# Can I run a DVD movie on my puter



## FarmboyBill (Aug 19, 2005)

Or will it either ruin it, or not play it??


----------



## Capt Quirk (Sep 24, 2011)

Depends on several things. Are you ripping the movie from a DVD? In that case, you just need the right video codec/player. If you want to stick a DVD in your computer, you will need a DVD drive, CD drives won't work. Lots of RAM will also help.


----------



## Nevada (Sep 9, 2004)

Sure I do it all the time. If it doesn't play when you insert the DVD then you probably need a DVD movie player application. You can find freeware applications that do that at tucows.com.


----------



## Guest (Feb 11, 2012)

I play them in my computer ALL the time.


----------



## FarmboyBill (Aug 19, 2005)

Well I have a Dell Demision 3000 and it wont do a thing.


----------



## arabian knight (Dec 19, 2005)

FarmBoyBill said:


> Well I have a Dell Demision 3000 and it wont do a thing.


That should have a CD/DVD Player. Does it play Music CD's


----------



## Guest (Feb 12, 2012)

FarmBoyBill said:


> Well I have a Dell Demision 3000 and it wont do a thing.


This is interesting: http://support.dell.com/support/edocs/systems/dim3000/en/sm/specs.htm

You may or may not have a DVD drive.


----------



## Nevada (Sep 9, 2004)

Downloading and installing this should fix it.

http://www.tucows.com/preview/510467/Play-DVD


----------



## arabian knight (Dec 19, 2005)

Well there is one easy way to find out. That is to Look at the tray. If it is a DVD Player it will have DVD written on the outside of the cover. 
I know a friend that has a dell with 2 trays. One for CD's for playing and burning, and one for DVD's playing and they Say on the outside which is which. and a CD will play in Both players.
And my Dell had one tray. and I am sure it had imprinted on the outside CD/DVD You may have to use a flashlight to see the words though.


----------



## FarmboyBill (Aug 19, 2005)

It says, compact in tiny letters, than disc in large letters, than ReWritable on both doors Theres a slot below that, but I dont know what its for. Not wide as the disc drawers.
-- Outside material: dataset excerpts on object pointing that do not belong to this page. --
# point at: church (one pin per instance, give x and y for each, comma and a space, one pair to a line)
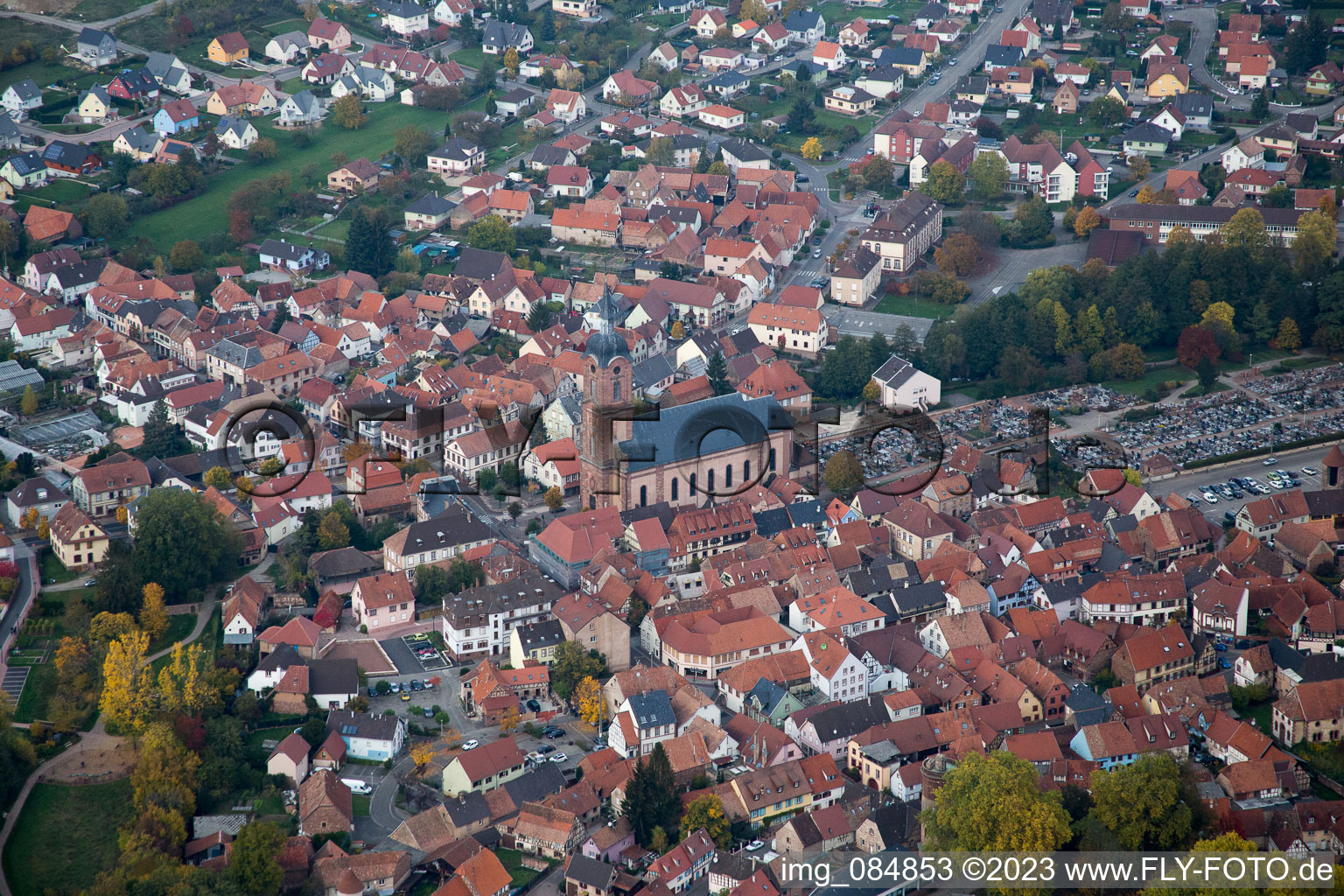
686, 456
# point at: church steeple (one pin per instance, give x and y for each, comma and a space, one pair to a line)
606, 398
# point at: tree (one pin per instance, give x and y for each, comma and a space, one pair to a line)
153, 618
988, 175
332, 534
1306, 45
843, 473
1314, 242
185, 684
554, 499
218, 479
127, 688
592, 707
411, 144
182, 543
1143, 803
263, 150
107, 215
651, 797
430, 584
348, 113
253, 861
707, 813
186, 256
1196, 343
29, 403
1031, 222
1208, 373
945, 185
1213, 176
992, 802
1086, 222
368, 248
802, 117
539, 316
421, 754
492, 234
718, 373
571, 665
958, 254
1289, 339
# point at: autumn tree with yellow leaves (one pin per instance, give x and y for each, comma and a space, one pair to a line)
127, 682
588, 696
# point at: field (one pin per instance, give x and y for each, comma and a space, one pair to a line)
37, 861
205, 214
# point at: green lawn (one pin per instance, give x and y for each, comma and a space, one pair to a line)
1152, 379
65, 837
471, 57
179, 626
913, 306
512, 861
60, 191
205, 214
37, 692
40, 35
102, 10
52, 569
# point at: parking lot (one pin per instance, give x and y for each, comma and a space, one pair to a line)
60, 429
406, 654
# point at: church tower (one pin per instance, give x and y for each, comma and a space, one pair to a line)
1332, 472
606, 396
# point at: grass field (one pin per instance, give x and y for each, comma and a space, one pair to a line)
205, 214
52, 571
1152, 379
913, 306
101, 10
37, 861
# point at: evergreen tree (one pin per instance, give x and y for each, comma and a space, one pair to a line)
539, 318
878, 351
718, 373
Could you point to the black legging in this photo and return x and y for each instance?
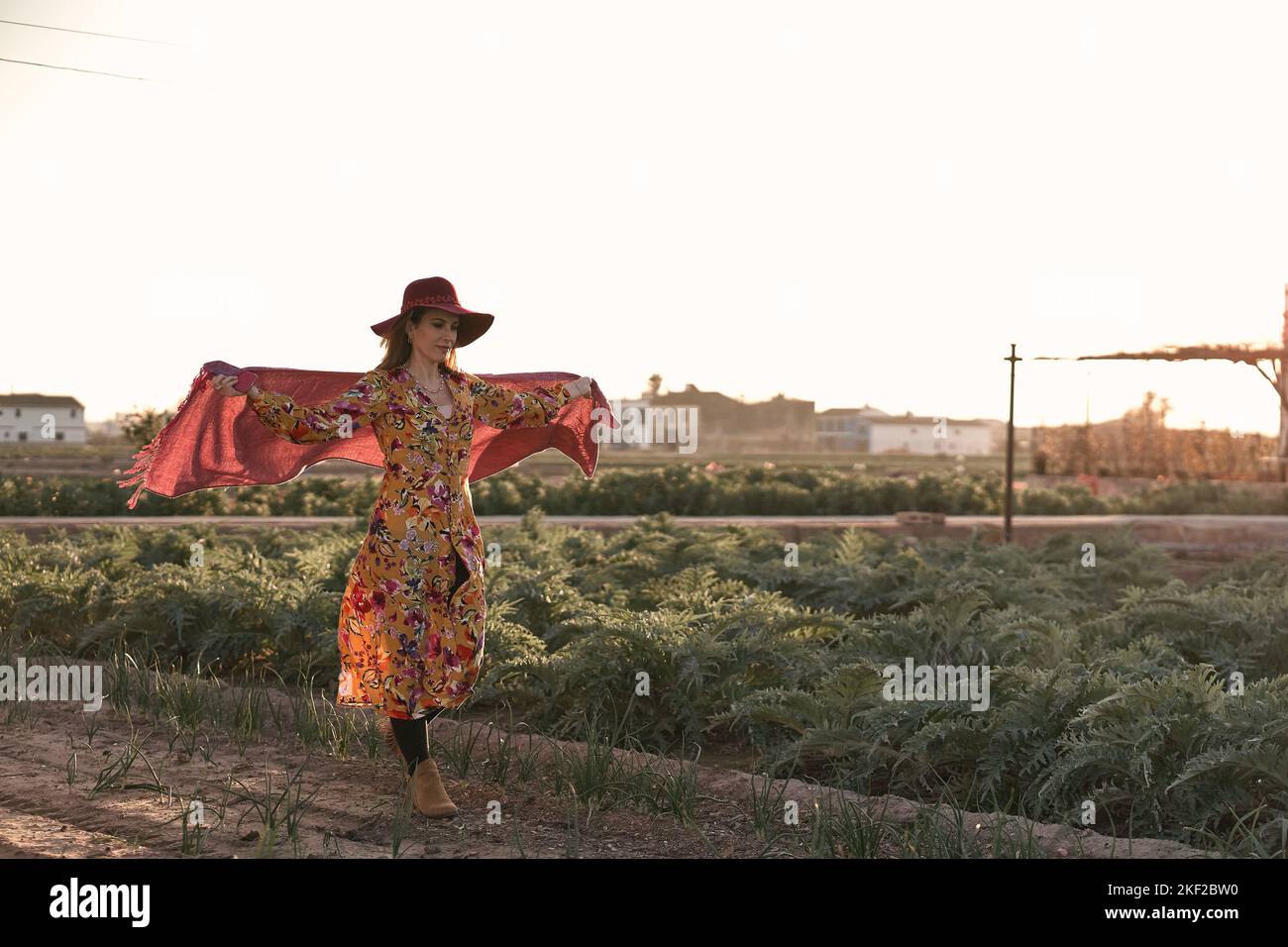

Ill download yours Nav. Thanks.


----------



## FarmboyBill (Aug 19, 2005)

Wouldnt download


----------



## Capt Quirk (Sep 24, 2011)

It sounds like a CD drive, and an old one too.


----------



## arabian knight (Dec 19, 2005)

Capt Quirk said:


> It sounds like a CD drive, and an old one too.


Yes it does, so no playing of DVD's in that computer.
And DVD stand along players are so inexpensive now that one would not be doing any good as to buy a external player for the computer or even a newer drive IF a combo could even work in that computer.. 
And besides stand alone DVD players are so much clearer then watching on the computer monitor.
Way better to get one for the TV.


----------



## Capt Quirk (Sep 24, 2011)

Actually, at this point, it would be just as good a deal to get a Blu Ray burner drive, as a DVD drive.


----------



## FarmboyBill (Aug 19, 2005)

my tv is so old you cant plug anything into it.


----------



## HermitJohn (May 10, 2002)

FarmBoyBill said:


> my tv is so old you cant plug anything into it.


There is a dohicky called an RF modulator that you connect where antenna goes. Then you plug stuff into it. I used to have an ancient tv that required that. And if your tv is extremely old, with the flat antenna cable, there is a dohicky to convert it to round type coaxial cable first. At one point I had so many dmn adapters and converter boxes, that it wasnt even funny. What I am saying is you could connect your dvd player to a 1948 "Radiation King" with the little round screen (the kind that gave you free xray everytime you watched it) and make it work if you had mind to do so....

Still have Sony tube type tv that friend gave me when elderly person in their family died. Apparently didnt get used much so looks and works like new. They of course didnt want it since they have one of new flat screens. It is new enough I dont need the RF modulator, there are RCA input ports on back of it, but I still need to use the stupid converter box and I really dont like having rats nest of cables and crap hanging off it.

I dont watch enough tv to make it worth ever buying a new tv. If this one goes kaput, looks like thrift store has quite a few cheap enough. Again nobody wants the tube tvs cause their friends might think they were cheap or out of step with the times. Luckily I could care less.


----------